Bruce Coville is a prolific American writer of fiction for children whom I first discovered in my 20s, with the 'My Teacher Is An Alien' books. I was impressed by how real and believable his characters are, children, grown-ups and aliens and how well his imagination conjures up situations and settings that invoke a sense of wonder. I also noted how he handles larger messages and themes in a way that's not preachy or intrusive and is alive to the many sides of any given issue. Most of all, I was taken by Coville's obvious joy in the art of storytelling.
In this book, Coville tackles one of the big issues any fictioneer has to grapple with at some point: truth. When Charles Egglestone stumbles into a mysterious shop and winds up shoplifting a talking skull, he finds that the skull's magical powers have made it impossible for him to lie anymore. At first, disaster follows, because the truth is not always the convenient or even the right thing to blurt out. Gradually, he gains a deeper, richer sense of what truth is all about, how it can be found both in fact and fiction and how it can be used for good, although it is in itself morally neutral. I was particularly glad that Coville keeps that last point very clearly in sight. Truthfulness isn't a magic key to virtue - it's still up to us to keep our eyes open and work out the ethics of everything we do. I can think of vast tomes written for a putatively grown-up audience that miss this point.

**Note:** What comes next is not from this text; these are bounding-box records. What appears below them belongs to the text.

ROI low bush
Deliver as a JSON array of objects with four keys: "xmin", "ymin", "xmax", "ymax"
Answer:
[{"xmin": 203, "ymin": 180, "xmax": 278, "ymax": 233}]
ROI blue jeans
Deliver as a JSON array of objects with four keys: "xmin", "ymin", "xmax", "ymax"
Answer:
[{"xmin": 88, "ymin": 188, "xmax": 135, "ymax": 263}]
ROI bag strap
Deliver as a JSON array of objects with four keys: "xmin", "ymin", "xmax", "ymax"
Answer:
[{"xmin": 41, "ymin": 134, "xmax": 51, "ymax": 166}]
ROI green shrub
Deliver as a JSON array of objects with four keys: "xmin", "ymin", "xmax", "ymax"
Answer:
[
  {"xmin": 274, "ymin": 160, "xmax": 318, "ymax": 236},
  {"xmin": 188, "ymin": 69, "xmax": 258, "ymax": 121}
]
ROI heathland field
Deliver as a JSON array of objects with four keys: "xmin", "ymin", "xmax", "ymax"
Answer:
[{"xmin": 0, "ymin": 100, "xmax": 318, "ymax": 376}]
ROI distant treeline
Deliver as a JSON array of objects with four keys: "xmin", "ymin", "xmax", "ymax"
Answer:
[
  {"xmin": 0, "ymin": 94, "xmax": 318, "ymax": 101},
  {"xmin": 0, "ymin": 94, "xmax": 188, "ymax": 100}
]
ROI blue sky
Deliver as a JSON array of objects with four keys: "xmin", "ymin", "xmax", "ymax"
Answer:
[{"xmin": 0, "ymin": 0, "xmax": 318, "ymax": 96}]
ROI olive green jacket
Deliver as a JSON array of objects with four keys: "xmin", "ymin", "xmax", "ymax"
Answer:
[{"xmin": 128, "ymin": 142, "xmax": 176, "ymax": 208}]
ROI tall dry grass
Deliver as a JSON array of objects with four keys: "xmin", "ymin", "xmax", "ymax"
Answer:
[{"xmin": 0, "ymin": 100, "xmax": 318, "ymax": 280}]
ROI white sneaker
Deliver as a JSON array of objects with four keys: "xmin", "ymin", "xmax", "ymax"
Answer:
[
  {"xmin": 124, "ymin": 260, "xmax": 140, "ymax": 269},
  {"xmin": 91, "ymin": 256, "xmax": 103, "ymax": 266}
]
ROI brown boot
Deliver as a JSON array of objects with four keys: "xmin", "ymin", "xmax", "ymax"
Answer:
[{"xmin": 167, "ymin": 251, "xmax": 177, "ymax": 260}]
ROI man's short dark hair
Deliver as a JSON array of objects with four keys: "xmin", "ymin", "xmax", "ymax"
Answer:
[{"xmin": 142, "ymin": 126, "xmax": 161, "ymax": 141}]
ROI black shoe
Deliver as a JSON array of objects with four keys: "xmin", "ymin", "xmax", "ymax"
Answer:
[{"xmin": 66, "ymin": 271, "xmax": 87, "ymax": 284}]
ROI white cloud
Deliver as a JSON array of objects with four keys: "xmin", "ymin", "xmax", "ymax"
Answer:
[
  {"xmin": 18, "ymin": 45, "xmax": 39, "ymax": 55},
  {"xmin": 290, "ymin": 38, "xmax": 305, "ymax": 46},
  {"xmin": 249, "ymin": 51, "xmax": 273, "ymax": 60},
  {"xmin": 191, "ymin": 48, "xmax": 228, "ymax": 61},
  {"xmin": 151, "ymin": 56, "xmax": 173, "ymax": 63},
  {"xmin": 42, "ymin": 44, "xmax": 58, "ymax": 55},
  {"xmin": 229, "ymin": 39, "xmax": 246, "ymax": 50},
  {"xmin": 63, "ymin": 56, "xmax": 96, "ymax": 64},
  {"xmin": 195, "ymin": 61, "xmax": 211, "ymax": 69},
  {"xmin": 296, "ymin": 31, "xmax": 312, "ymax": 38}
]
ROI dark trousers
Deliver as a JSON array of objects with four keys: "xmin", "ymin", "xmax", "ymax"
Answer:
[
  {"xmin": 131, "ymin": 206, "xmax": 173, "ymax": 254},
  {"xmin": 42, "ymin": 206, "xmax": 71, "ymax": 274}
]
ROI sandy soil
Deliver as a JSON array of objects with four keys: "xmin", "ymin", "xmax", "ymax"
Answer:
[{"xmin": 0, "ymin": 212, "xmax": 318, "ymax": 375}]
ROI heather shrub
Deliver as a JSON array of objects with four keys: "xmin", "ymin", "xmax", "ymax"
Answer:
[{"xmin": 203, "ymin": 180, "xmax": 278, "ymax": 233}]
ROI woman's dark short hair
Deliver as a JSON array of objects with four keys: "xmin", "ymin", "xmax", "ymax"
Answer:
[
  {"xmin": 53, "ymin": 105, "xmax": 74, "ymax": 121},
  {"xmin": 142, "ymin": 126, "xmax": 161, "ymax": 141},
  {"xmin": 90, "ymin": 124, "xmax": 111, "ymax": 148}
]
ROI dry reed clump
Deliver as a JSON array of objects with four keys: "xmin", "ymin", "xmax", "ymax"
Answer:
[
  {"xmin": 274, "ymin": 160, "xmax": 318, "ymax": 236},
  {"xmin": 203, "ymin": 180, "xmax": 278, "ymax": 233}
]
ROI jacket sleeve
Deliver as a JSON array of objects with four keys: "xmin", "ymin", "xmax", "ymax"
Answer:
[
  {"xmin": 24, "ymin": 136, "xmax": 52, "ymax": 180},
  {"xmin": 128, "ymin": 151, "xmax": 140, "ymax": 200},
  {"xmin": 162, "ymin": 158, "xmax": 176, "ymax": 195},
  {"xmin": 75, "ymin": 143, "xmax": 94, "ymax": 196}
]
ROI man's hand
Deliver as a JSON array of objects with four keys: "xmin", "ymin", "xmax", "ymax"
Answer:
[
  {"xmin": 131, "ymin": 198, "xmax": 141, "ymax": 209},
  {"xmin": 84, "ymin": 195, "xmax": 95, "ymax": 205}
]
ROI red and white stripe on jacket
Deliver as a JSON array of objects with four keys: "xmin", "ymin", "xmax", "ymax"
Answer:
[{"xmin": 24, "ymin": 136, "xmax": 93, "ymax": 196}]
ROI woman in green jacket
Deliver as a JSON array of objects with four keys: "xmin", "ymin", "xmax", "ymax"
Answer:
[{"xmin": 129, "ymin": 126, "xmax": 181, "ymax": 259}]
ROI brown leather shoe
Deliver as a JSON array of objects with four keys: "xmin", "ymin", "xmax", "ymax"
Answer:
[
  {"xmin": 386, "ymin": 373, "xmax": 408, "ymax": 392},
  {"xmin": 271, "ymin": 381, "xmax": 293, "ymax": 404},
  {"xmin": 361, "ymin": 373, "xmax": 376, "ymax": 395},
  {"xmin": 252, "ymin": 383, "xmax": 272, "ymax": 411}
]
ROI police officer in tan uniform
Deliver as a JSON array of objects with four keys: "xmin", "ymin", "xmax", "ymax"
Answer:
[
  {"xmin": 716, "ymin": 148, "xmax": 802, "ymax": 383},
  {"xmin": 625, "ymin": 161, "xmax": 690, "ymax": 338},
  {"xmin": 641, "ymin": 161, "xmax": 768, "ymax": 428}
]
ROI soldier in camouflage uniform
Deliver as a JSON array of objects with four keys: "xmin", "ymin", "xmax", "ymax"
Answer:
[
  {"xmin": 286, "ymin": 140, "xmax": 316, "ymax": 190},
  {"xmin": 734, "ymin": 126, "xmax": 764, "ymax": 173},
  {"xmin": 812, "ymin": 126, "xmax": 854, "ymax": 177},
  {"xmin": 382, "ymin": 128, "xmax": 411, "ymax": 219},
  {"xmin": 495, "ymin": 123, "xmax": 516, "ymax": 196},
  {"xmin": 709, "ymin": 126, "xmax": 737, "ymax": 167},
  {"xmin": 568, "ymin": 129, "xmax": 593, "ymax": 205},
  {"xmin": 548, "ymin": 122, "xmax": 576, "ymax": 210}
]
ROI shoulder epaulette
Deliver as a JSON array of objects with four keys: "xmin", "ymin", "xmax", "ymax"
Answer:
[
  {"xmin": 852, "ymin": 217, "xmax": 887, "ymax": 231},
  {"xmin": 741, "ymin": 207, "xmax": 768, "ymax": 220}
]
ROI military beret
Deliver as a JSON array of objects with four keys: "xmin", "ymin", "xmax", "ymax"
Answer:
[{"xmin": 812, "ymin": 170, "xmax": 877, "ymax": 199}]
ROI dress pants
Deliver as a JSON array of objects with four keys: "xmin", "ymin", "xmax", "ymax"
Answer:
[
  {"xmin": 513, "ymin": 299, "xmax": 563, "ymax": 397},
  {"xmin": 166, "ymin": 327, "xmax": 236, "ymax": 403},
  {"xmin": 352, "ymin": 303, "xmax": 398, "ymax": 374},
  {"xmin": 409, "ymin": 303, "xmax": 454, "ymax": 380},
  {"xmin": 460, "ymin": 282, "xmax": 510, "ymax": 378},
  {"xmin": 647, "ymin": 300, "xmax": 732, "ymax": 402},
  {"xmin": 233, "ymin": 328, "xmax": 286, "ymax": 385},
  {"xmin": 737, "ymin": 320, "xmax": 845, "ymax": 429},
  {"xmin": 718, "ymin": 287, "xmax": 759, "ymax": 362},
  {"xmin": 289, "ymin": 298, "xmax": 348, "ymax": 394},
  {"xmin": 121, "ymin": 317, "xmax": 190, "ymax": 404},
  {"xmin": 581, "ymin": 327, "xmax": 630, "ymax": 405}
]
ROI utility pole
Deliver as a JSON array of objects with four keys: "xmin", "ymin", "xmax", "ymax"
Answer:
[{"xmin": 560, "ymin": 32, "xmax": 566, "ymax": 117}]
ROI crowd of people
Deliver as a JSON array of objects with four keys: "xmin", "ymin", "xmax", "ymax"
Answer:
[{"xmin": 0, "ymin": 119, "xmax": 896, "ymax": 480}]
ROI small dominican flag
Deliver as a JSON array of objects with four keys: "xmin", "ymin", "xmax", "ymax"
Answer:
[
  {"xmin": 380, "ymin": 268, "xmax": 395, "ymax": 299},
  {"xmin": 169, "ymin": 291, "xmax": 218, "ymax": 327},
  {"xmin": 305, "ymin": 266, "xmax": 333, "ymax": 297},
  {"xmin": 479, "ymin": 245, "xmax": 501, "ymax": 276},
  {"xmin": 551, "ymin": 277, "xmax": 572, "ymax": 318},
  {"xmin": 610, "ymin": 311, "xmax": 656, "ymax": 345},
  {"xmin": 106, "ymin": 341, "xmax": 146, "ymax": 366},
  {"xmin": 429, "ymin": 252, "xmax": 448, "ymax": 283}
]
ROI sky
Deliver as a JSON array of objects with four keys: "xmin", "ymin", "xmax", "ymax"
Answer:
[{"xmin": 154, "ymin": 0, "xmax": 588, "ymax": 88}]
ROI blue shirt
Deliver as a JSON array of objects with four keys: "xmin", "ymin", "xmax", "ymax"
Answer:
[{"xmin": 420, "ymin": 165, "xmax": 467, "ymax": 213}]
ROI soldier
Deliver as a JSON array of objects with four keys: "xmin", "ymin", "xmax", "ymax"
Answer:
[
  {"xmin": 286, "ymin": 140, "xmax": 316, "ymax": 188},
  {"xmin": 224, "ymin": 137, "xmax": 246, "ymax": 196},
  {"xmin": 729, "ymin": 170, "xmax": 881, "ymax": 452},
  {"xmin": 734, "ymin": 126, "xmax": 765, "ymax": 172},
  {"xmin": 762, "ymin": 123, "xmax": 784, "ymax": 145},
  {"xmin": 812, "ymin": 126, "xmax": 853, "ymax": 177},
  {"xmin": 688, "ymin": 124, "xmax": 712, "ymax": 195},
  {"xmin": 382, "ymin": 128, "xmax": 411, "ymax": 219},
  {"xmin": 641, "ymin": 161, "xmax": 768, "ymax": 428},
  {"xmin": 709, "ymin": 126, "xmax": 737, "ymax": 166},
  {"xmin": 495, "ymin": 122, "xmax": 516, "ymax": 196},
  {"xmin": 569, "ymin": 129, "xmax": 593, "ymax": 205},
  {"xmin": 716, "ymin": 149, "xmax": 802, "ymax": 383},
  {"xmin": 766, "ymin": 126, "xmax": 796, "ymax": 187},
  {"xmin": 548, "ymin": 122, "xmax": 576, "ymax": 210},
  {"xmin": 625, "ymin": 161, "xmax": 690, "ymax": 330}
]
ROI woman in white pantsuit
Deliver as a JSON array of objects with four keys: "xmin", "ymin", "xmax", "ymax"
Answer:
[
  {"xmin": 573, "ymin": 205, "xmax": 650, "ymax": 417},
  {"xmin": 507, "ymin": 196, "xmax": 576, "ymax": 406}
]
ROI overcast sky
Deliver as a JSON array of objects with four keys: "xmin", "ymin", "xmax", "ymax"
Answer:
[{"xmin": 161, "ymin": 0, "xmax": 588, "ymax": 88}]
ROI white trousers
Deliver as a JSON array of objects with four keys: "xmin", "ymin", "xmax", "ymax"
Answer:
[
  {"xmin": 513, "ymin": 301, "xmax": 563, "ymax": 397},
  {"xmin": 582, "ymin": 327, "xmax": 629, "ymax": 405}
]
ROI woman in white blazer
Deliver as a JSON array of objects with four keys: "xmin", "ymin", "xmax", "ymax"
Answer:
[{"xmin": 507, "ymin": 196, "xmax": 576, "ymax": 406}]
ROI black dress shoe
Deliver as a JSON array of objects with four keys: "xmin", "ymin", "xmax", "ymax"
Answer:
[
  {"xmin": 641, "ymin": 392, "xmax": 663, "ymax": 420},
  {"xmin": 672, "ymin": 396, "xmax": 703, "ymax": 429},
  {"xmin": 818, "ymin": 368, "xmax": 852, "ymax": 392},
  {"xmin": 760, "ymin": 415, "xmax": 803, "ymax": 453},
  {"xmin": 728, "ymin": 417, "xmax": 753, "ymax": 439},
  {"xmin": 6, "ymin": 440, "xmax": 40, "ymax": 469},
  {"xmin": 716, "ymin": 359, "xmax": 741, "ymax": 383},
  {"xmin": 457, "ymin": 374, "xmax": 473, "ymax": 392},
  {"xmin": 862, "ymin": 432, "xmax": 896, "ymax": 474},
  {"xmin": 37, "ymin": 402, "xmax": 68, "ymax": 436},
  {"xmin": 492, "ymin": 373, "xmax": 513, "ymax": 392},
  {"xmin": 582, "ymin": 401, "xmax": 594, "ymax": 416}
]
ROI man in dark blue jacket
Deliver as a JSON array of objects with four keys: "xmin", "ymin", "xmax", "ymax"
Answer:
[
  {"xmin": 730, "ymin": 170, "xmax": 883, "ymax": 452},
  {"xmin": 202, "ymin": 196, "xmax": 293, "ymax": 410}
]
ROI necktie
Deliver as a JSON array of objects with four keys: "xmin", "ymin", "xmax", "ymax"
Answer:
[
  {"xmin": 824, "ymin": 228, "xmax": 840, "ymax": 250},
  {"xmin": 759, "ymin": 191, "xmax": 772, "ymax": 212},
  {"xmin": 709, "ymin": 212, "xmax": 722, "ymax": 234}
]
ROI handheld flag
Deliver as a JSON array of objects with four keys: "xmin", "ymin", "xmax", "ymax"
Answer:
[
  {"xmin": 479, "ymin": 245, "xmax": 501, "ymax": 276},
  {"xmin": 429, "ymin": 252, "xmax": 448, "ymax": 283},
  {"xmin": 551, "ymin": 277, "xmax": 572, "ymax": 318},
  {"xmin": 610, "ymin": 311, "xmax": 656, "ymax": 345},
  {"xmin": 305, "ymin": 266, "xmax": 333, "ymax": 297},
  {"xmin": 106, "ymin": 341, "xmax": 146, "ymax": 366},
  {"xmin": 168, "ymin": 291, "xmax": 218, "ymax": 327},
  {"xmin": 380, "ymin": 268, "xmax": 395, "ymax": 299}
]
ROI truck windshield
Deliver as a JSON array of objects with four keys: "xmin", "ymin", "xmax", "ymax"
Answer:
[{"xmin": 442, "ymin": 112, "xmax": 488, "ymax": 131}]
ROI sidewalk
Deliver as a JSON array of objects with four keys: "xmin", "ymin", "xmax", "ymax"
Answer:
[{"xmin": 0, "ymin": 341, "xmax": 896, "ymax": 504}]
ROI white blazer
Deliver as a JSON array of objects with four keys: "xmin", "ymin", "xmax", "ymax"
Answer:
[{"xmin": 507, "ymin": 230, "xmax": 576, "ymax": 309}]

That exposition of the book's themes probably sounds dry. But this book isn't. It's hilarious, poignant and inventive, and manages to invoke a character from Big Bill Shakespeare's plays - see if you can guess which one - and give him a back- and front-story, if I can put it that way, which is as resonant and memorable as anything from the Bard's plays. I get a real kick out of a piece of fiction that can engage with one of the classics and emerge enriched rather than simply bested by the experience, and the former is certainly the case here. (Neil Gaiman has done this sort of thing well at points in his career - Sandman for instance - and not so well at other points - the Beowulf film). If I had a child between the ages of 7 and 11 at my disposal, I would entreat him or her to read this book. But since I don't, I'm just as happy to have had the chance to read it myself.